Make memory caching functions thread safe
On more than one occasion, there might be a time where you'd like to perform memory reading across multiple threads. The problem is, if caching is enabled, a race condition becomes very likely. Using mutual exclusion before every read is wasteful since the cache is not always being written to and reading is probably safe (need to double check). Either way, that whole operation needs to be made thread safe though some research needs to be done first.
That mutex thing we talked about a while back. The people working on that gaming code I showed you earlier are considering relicensing their threading code en masse. Any preferences on licenses? We have not made the final decision.
I personally license most of my code under ZLib. But MIT works just as well. For me, the most important consideration is the end-user (and other developers, if applicable). I'll give you three examples of problems that could arise if a bad license is chosen.
- Licensing conflicts prevent a developer from bundling third-party executables which are required for their application to work. This means that the end-user has to go out and manually download them from the third-party website.

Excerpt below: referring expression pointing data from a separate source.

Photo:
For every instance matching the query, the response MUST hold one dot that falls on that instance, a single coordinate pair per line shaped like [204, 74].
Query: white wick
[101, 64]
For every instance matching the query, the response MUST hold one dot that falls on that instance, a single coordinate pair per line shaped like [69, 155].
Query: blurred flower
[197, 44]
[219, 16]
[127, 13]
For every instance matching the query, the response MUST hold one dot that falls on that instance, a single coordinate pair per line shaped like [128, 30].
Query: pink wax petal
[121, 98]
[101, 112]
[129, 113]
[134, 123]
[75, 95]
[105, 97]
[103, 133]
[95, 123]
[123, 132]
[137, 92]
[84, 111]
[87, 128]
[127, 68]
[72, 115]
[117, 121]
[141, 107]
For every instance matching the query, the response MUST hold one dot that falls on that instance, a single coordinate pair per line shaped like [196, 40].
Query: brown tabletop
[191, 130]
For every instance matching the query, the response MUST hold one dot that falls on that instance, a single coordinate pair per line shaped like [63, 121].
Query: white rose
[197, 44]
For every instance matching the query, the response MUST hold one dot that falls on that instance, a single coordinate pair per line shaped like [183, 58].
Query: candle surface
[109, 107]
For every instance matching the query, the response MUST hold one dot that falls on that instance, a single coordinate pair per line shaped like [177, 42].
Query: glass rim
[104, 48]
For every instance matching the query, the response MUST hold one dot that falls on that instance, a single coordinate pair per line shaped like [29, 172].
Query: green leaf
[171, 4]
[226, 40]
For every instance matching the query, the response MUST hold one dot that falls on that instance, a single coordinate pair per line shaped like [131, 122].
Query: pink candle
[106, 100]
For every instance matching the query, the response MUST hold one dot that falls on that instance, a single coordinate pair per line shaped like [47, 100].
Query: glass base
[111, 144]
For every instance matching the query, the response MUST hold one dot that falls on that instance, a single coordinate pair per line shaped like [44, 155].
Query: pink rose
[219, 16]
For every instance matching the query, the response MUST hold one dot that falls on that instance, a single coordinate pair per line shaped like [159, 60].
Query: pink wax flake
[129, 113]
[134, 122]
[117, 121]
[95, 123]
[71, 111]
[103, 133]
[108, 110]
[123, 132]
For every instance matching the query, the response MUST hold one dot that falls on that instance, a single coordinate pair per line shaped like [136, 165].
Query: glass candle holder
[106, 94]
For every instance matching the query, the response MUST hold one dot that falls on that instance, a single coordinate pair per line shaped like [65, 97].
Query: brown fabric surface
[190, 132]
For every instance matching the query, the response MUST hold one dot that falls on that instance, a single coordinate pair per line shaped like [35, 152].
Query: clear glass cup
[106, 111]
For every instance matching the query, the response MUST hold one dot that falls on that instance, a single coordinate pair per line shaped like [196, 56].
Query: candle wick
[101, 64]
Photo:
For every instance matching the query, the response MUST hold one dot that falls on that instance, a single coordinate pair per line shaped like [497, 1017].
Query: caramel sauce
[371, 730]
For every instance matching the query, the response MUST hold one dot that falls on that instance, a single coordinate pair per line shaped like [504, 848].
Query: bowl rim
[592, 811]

Bad user experience.
- Licensing conflicts prevent a developer from statically compiling third-party libraries directly into their application. Why should we let them statically compile? because sometimes it's easier to distribute a single executable to the end-user without having them perform some sort of installation to ensure that all the dependencies get installed.
- Licensing conflicts prevent a developer from taking a chunk of code from another project and integrating it directly into their own project. This may sound awful but think about my situation, I have my own little project and I need a fast mutex implementation, should I really be forced to rely on some huge library when I only need a tiny part of it. Imagine if the library I had to rely on was Boost or Qt.
Now obviously I'm not saying that people should just be allowed to steal code or not properly attribute it, no, all I'm saying is that the restrictions should be relaxed enough to not get in the way of real fair-use scenarios that make life easier. You might also want to include a clause that requires people to make any modifications of library public (like Qt).
But I digress, every library is different and there are a lot of variables involved, so choose a license that best suits your needs. Just don't go into it being angry, like some of the open source community is, people will be assholes regardless of what license you choose, so choose one that makes your library the most usable.
We will certainly not go in angry, good advice. It is actually a corporate decision we decided we need less protections on the licensing front and having more people using the code is more important than the ability to take legal action against people misusing it. I am just trying to get perspective from a few people who showed interest, thank you for your in depth response, I will help take all this into account.
Also when are you planning on releasing 2.1.0? Do you need the mutex before then? I will try to get that relicensed early, but it if you need it "now" we can figure something out and get it out of the GPL3.
There is no set timeline and if certain features have to be held back then that's okay also. Thanks for taking my input into consideration, I hope your licensing decision goes really well.